Following the breakfast, five members of the clergy from local churches and temples briefly presented their personal message of Thanksgiving. Reverend Michael Bamberger of the Church of the Ascension spoke about two longtime members of the community, Olla and Rex Smith, and their service to the community, and in particular the Woman’s Club. He recalled seeing Rex carrying in the quiche the morning of the Prayer Breakfast when he first started attending, supporting his wife and the things she organized. “How do we live up to the legacy of these people who set for us these standards...we all are trying to live in to the legacy that we have been given, and the legacy is really what we are supposed to be the most thankful for. And the way that we can honor that legacy is by doing our part in our time, and so that’s really the challenge for each and every generation, is to live in the legacy of the Rex and Olla Smiths of this world.”
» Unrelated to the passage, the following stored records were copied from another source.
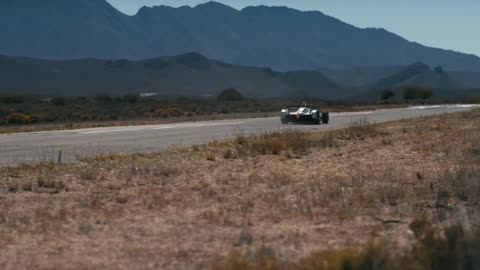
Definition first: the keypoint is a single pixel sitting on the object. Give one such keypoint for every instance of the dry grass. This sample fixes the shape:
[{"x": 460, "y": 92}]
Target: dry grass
[
  {"x": 153, "y": 121},
  {"x": 288, "y": 194}
]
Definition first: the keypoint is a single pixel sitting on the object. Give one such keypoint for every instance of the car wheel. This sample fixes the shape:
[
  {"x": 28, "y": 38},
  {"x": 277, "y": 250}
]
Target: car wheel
[
  {"x": 318, "y": 121},
  {"x": 325, "y": 118}
]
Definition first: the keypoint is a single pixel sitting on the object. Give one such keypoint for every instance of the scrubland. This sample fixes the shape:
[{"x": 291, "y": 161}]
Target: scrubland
[{"x": 400, "y": 195}]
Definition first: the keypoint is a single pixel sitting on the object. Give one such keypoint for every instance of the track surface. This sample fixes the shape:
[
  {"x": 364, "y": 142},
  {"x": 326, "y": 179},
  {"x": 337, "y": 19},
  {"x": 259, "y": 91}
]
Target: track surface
[{"x": 45, "y": 146}]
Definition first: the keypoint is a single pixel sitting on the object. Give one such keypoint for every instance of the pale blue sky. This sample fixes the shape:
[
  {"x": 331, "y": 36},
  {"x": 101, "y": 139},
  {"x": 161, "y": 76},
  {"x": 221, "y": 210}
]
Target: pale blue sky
[{"x": 447, "y": 24}]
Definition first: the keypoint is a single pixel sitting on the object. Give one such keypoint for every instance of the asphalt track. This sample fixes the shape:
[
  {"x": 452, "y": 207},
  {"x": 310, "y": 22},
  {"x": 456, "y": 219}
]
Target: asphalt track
[{"x": 45, "y": 146}]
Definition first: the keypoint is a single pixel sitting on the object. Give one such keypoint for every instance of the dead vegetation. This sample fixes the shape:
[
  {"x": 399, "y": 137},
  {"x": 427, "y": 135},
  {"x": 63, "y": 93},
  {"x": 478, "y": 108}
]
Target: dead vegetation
[{"x": 284, "y": 200}]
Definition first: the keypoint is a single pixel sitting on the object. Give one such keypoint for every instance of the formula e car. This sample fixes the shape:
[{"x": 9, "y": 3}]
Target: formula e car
[{"x": 303, "y": 114}]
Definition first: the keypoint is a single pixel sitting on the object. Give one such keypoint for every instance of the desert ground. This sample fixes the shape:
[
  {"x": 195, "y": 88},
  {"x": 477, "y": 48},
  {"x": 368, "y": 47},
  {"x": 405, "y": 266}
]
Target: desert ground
[{"x": 229, "y": 205}]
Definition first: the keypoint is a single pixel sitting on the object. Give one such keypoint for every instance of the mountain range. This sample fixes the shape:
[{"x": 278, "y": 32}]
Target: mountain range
[
  {"x": 278, "y": 37},
  {"x": 194, "y": 75},
  {"x": 189, "y": 74}
]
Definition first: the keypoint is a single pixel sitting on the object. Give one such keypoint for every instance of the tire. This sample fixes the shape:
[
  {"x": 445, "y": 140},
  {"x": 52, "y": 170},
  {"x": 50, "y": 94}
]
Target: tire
[
  {"x": 317, "y": 121},
  {"x": 325, "y": 118}
]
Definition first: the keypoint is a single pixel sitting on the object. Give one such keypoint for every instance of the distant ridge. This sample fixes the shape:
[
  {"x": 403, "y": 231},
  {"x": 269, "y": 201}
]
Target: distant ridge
[
  {"x": 277, "y": 37},
  {"x": 188, "y": 74}
]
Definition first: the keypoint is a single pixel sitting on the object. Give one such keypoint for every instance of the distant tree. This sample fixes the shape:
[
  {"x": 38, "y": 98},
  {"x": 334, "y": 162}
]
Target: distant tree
[
  {"x": 425, "y": 93},
  {"x": 103, "y": 99},
  {"x": 230, "y": 94},
  {"x": 387, "y": 94},
  {"x": 59, "y": 101},
  {"x": 439, "y": 70},
  {"x": 412, "y": 93}
]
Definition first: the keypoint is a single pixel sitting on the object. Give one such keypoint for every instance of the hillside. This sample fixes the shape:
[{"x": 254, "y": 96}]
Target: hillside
[
  {"x": 278, "y": 37},
  {"x": 188, "y": 75}
]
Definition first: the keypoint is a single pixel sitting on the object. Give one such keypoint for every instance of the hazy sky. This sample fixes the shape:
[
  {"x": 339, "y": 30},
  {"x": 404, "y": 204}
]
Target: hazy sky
[{"x": 448, "y": 24}]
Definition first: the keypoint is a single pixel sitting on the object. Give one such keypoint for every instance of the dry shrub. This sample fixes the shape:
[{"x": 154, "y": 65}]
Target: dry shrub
[
  {"x": 273, "y": 143},
  {"x": 229, "y": 154},
  {"x": 89, "y": 174},
  {"x": 452, "y": 250},
  {"x": 49, "y": 184},
  {"x": 463, "y": 181}
]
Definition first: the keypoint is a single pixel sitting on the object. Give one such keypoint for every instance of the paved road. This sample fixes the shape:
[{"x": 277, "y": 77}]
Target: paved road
[{"x": 45, "y": 146}]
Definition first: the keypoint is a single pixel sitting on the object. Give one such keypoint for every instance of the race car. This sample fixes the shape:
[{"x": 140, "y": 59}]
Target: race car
[{"x": 303, "y": 114}]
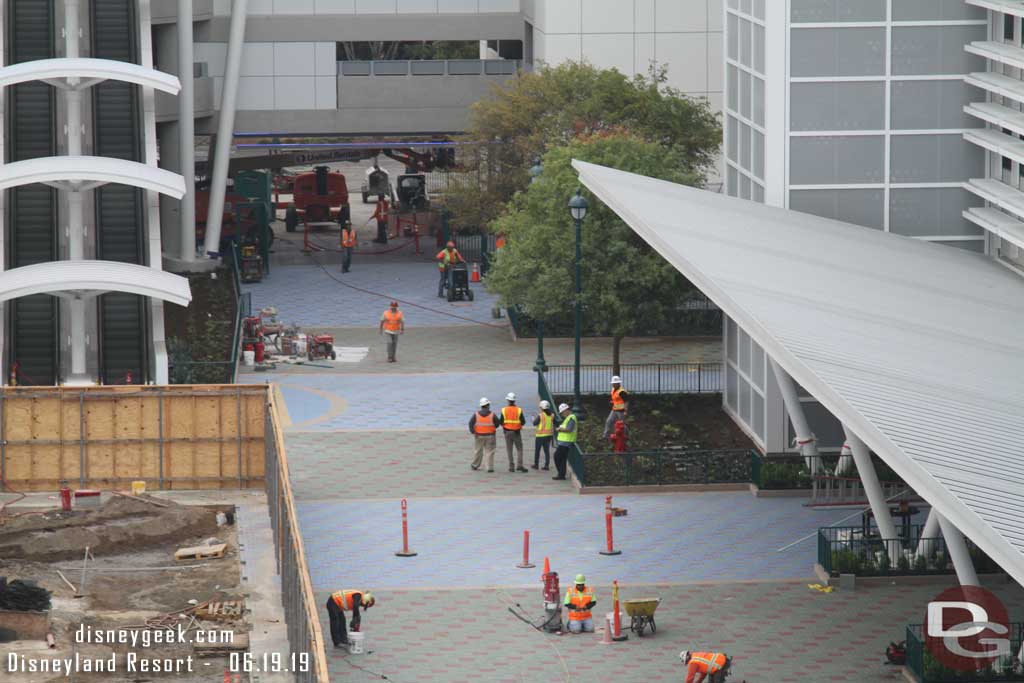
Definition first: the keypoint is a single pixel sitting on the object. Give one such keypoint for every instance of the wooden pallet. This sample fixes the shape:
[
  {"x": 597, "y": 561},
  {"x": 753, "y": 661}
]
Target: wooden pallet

Pastor Philip Carlson of Bethany Church spoke of receiving a Christmas gift as a child that had touched him due to the generosity of the folks who had helped his parents to be able to give him the gift when his dad was out of work, and how he is friends to this day with that couple. Referencing Paul’s teachings to the Corinthians, Pastor Carlson stated that to this day he feels rich because of this couple’s generosity. “You know the grace of our Lord Jesus Christ, that though he was rich, yet for your sake he became poor, so that you, through his poverty, might become rich.”
Rabbi Alan Lachtman of Temple Beth David mentioned that some of his congregants asked him what prayer should they pray at this time of year, and he said he responded “Don’t say the prayer, do thankful things, by helping other people. God doesn’t need the praises, God needs our service. Our service to God is really what’s important, by reaching out to those who need a helping hand, by giving them encouragement when they are brought down low, by helping with our shelters and our food banks and going the extra mile to help other people.”
Dr. Wayne Walters, of United Methodist Church wondered if the tough economic times and hardships that people are experiencing due to fires, etc. might not actually be good for us. “I think we really need a time of kind of realignment in terms of where we’ve been in terms of what’s important to us… I think we really have become so materialistic that we tend to think how could I be happy without the things that I want and a lot of us either by necessity or by choice are going to be re-examining that, and realizing it’s not the things in life that are important.” He noted that often times people who “lose everything” talk about how blessed they feel. “That’s why I pray that this season, it’s about Christ, it’s not just a time of celebration, but entering into others and their pain so that together, we can experience the kind of community that develops because of that.
And Pastor Paul Beck, who has recently taken over for longtime Sierra Madre Congregational Church Pastor Richard Anderson, gave the benediction, closing the breakfast with another message of gratitude: ”As you enter into this season of Thanksgiving, may you go out today in peace…be strong and courageous…and honor everyone, support the weak, strengthen the faint-hearted, help the sufferer, live a life of Thanksgiving, love God, and love one another, and may the grace of our God, be with you all.”
A fitting end to a thoughtful and thankful celebration of the season.